Surviving Doubt And Darkness
Though he slay me, yet will I hope in him; I will surely defend my ways to his face.
Dark nights of the soul, when you question what you believe to be true, are nothing new to those who walk the pilgrim pathway; however, sometimes when those whom we put on pedestals or look up to acknowledge their doubts and fears, we are shocked, criticize them or rationalize the depths of their anguish.
Charles Spurgeon, the renowned preacher and expositor of the 19th century. wrestled with bouts of depression so severe that at times he could not force himself to get out of bed. While his ministry far overshadowed his depression, it was there, nonetheless. He once commented, “There is more in God to cheer you than in your circumstances to depress you.” He saw beyond the dark nights of his soul to Him who said, “Whoever follows me will never walk in darkness, but will have the light of life” (John 8:12).

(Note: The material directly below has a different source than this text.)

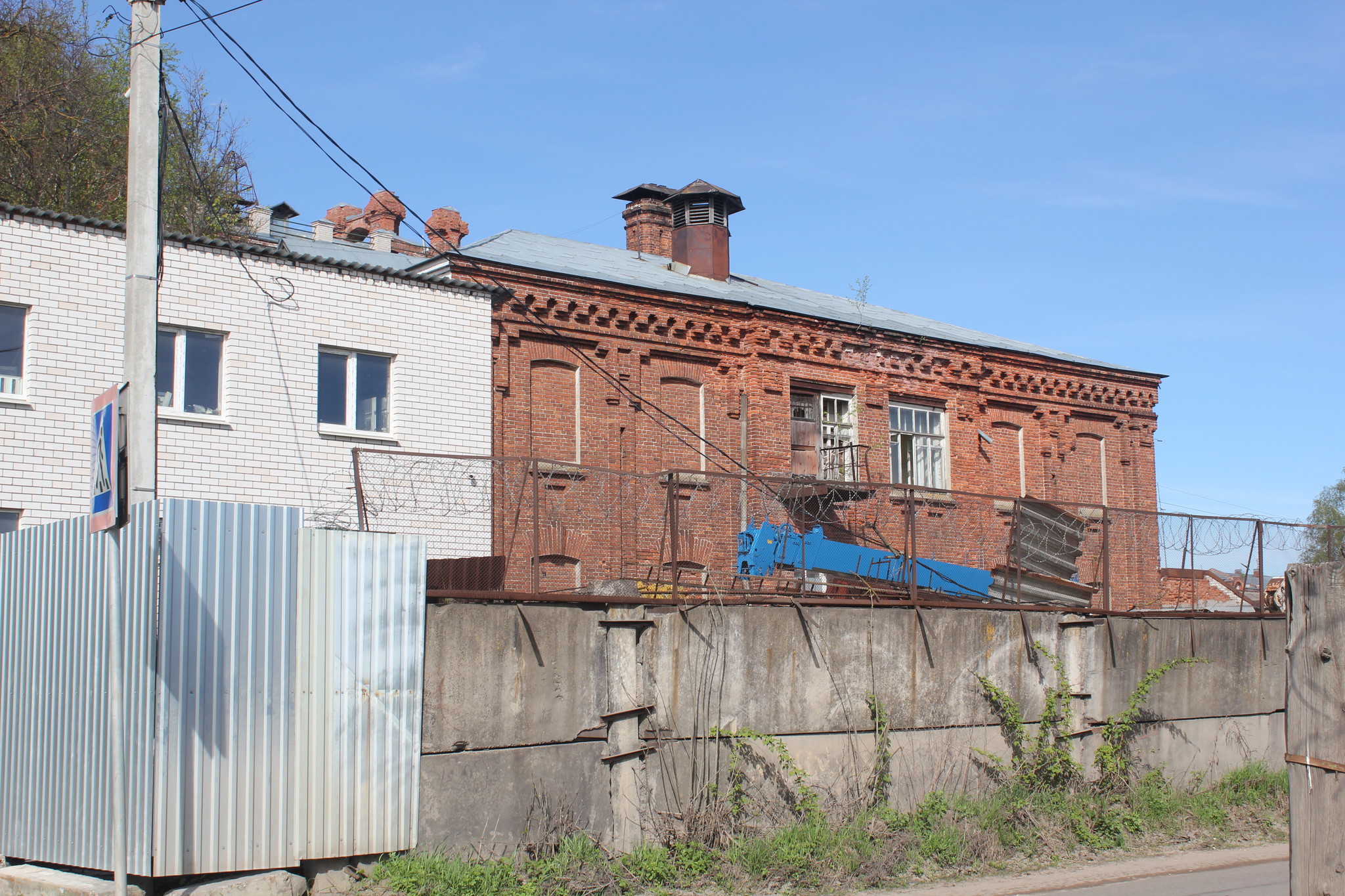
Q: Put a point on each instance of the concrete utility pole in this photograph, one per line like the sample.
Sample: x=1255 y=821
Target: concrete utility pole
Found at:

Mother Teresa, the Albanian woman who is remembered for her work with the dying in the slums of Calcutta, struggled with doubt and estrangement from God through the latter years of her life. In a book entitled, Come Be My Light: The Private Writings of the Saint of Calcutta, Mother Teresa’s private letters have been published, causing a lot of people to gasp. Having had some striking conviction early in her work that God wanted her to embark on her spiritual pilgrimage of ministry to the poor, she felt that the heavens closed to her and God went silent. She felt utterly disconnected, unable to feel God’s presence or sustain a relationship with Him.
In an undated letter she wrote, “I have no Faith—I dare not utter the words and thoughts that crowd in my heart and make me suffer untold agony.” In 1959 she wrote, “Such deep longing for God and…repulsed empty, no faith, no love, no zeal…. Heaven means nothing….”
Long before Mother Teresa’s struggle with darkness, a man named Martin Luther, a hugely influential reformer of the Christian faith in the 16th century, also went through dark times of depression.
How did Luther win His battle with depression? Having been trained to think as a scholar, striving to understand everything from a human perspective, he abandoned natural reasons and held tenaciously to the Word of God, seizing it by faith, refusing to doubt his beliefs or believe His doubts.
Apart from absolute confidence that what God says in His Word is true, it is difficult, if not impossible to survive the dark nights of the soul when you wonder if God really is there, and whether or not He cares anything about you. “Be still, and know that I am God,” He says to us in Psalms 46:10.
There are many things that will never be understood this side of heaven, and unless you can lift your eyes above the pain and suffering of this world to the promises of God’s Word, which you can take by faith, you, too, will vacillate and face dark times of doubt. “God will keep his promises, (Deut 7:9)” writes Pastor Bruce Hillman, “but how he keeps them is often quite surprising (Rom 11:33). The Psalmist wants us to be still so that we can listen to God’s promises, so that we can remember that despite our circumstances…despite our rationalizations, deductions, forecasting and negative thoughts, despite the apparent encroaching reality that says, ‘I can’t handle this and God isn’t coming,’ we are invited into the stillness of God so that we can be fed by the Word of truth.”
Those who have gone before us as Christ-followers have discovered the secret of journeying through doubt and darkness into confidence in God’s Word. If you are struggling, feed on the promises you’ve been given in God’s Word. Not a word of His promise has ever failed.